Natural Language Processing and the Web
Lecture and practice class

Natural Language Processing and the Web

This lecture will present natural language processing (NLP) methods to automatically process large amounts of unstructured text from the web and analyze the use of web data as a resource for other NLP tasks.

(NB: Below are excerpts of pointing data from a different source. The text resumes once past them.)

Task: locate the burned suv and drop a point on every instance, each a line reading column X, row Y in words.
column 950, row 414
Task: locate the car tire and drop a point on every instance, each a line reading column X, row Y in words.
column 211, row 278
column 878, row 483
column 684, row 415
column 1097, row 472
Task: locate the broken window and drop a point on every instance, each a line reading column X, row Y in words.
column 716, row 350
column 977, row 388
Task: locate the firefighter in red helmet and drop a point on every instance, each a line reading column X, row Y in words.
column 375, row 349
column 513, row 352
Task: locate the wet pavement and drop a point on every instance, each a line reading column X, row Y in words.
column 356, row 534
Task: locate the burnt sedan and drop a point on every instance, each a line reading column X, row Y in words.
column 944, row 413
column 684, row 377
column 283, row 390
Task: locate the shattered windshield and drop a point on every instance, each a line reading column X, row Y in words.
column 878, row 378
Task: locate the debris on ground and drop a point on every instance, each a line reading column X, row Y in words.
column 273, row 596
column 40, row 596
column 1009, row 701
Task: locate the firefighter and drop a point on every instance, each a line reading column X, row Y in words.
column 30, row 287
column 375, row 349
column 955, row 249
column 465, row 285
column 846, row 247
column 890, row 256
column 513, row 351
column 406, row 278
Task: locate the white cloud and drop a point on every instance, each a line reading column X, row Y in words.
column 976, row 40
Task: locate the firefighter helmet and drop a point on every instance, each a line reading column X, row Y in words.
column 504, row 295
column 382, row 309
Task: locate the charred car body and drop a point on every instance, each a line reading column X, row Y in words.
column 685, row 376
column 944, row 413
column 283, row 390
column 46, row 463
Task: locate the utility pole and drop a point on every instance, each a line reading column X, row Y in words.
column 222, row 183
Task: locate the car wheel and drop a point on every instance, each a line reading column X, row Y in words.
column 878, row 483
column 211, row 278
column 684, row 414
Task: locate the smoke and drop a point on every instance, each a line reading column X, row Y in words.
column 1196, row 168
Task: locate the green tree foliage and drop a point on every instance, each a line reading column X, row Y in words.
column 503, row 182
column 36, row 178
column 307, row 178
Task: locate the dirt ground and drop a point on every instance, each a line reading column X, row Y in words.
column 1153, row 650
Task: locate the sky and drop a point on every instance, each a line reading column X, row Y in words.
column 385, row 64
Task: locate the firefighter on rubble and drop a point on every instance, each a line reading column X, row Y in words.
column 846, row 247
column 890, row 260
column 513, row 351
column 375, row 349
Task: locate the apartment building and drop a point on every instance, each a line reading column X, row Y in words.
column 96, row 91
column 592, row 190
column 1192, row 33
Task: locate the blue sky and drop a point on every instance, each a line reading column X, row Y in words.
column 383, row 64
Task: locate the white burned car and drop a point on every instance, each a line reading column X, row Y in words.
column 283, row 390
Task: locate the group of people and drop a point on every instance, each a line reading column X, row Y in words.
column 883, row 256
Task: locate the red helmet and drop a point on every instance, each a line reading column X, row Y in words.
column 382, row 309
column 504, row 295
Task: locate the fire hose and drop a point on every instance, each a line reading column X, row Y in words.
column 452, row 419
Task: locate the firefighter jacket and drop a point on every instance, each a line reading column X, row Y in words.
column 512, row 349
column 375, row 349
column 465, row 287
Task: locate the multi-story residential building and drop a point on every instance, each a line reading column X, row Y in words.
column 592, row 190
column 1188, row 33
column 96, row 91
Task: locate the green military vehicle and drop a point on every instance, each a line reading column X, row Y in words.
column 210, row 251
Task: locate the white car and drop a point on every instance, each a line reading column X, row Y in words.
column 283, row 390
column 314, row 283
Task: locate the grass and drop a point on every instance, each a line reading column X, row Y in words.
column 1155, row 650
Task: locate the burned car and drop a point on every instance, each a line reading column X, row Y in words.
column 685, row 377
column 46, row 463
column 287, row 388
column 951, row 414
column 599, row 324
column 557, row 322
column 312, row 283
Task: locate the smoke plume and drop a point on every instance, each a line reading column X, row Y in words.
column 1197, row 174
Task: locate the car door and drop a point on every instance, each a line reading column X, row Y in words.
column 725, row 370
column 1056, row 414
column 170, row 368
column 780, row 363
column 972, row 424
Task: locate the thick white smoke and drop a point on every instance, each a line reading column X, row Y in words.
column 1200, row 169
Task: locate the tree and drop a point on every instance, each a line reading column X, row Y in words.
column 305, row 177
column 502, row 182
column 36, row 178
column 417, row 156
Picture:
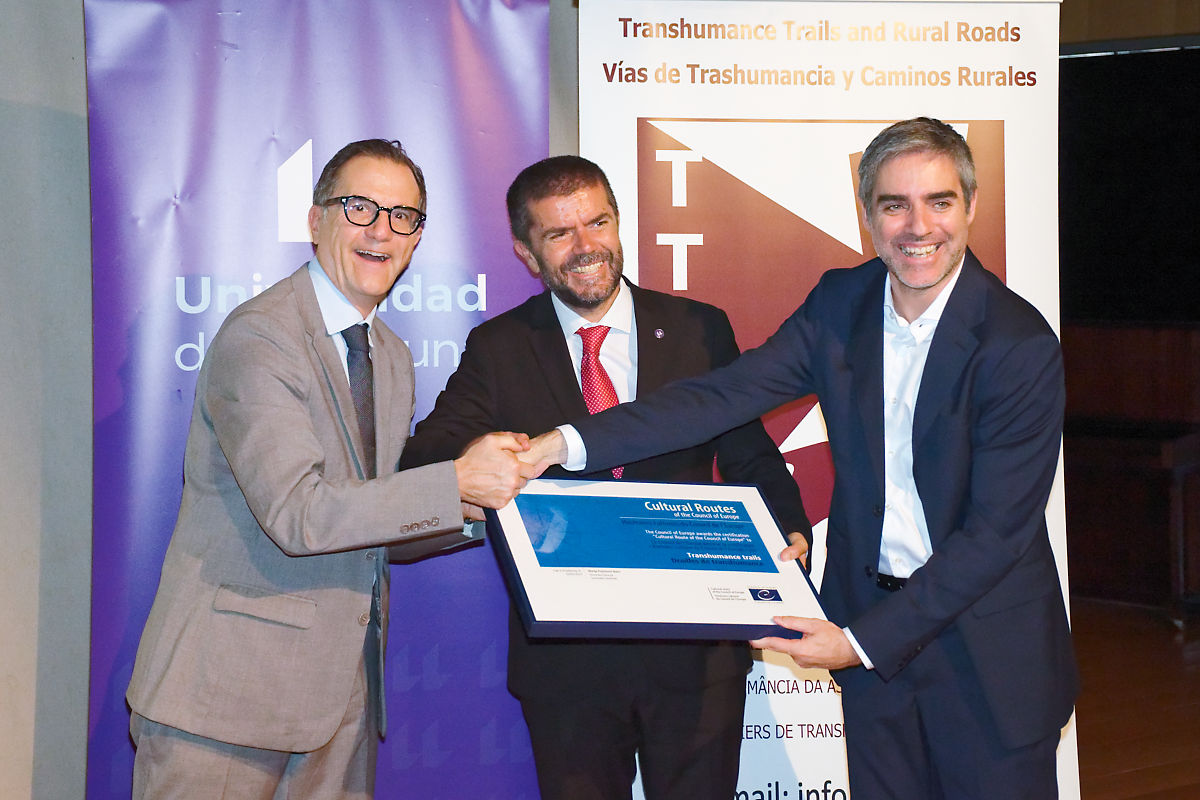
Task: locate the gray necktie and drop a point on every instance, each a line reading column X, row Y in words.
column 358, row 359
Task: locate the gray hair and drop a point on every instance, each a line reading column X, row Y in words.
column 919, row 134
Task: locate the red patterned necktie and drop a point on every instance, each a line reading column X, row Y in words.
column 598, row 389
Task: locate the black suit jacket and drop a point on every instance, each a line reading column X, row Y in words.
column 987, row 429
column 516, row 374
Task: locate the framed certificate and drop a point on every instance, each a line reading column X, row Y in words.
column 622, row 559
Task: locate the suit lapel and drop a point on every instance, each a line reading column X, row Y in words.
column 953, row 344
column 555, row 360
column 325, row 354
column 864, row 355
column 654, row 367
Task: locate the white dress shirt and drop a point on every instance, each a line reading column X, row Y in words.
column 618, row 356
column 336, row 311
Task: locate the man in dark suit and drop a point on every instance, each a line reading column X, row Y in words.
column 942, row 394
column 258, row 673
column 591, row 707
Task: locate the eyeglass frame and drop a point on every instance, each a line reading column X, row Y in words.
column 346, row 211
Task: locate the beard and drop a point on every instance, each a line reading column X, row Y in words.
column 558, row 280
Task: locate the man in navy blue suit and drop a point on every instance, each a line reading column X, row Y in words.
column 942, row 392
column 594, row 707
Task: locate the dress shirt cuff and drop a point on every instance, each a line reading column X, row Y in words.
column 858, row 649
column 576, row 451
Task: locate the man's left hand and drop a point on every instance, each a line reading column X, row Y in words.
column 825, row 645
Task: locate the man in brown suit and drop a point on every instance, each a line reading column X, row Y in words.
column 258, row 673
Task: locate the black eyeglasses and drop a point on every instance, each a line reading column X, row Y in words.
column 363, row 211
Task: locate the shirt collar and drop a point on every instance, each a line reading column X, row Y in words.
column 618, row 317
column 336, row 311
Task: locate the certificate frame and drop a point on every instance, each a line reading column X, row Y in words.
column 628, row 559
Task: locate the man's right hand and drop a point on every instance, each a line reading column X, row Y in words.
column 489, row 471
column 545, row 451
column 797, row 549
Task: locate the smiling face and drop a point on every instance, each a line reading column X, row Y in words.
column 575, row 248
column 918, row 220
column 364, row 263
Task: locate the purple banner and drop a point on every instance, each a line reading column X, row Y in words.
column 208, row 125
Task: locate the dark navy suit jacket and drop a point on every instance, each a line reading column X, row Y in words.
column 987, row 432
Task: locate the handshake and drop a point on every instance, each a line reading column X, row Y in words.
column 496, row 467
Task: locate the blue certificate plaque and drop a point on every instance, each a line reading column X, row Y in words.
column 622, row 559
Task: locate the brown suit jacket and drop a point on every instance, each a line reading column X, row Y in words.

  • Lecture: Thursday 09:50-11:30, Online (Zoom) starting October 19th
  • Practice class: Thursday 16:15-17:55, Online (Zoom) starting October 28th
  • Exam
    • Date/Time: (not fixed yet)
    • Room: To be determined
  • RegistrationTUCaN
  • Moodle Course: NLP4Web 21/22
    • Link: NLP4Web 21/22
    • (no key/password necessary)
    • Lecture and exercise material will be provided in the associated Moodle course. Some lectures and additional discussions will take place live, the recordings will also be made available afterwards. You can also find information on this in the Moodle course.
  • Requirements
    • To pass, each student has to take the written exam at the end of the semester.
    • There will also be a practice class with programming exercises in Python. These exercises can contribute to your overall grade.

Teaching Staff

  • Prof. Dr. Iryna Gurevych
  • Dr. Thomas Arnold
  • Max Glockner

We currently do not have fixed office hours, so please contact us by mail to get an appointment.

Course content

Search Engines, Spelling Correction, automatic Question Answering, Translation – the Web is both application area and valuable resource for many useful, everyday applications. This lecture will present Natural Language Processing (NLP) methods to automatically explore the World Wide Web, perform Web Mining and gain insights into open research problems. In our practice sessions, we introduce state-of-the-art NLP toolkits and work on functional NLP projects.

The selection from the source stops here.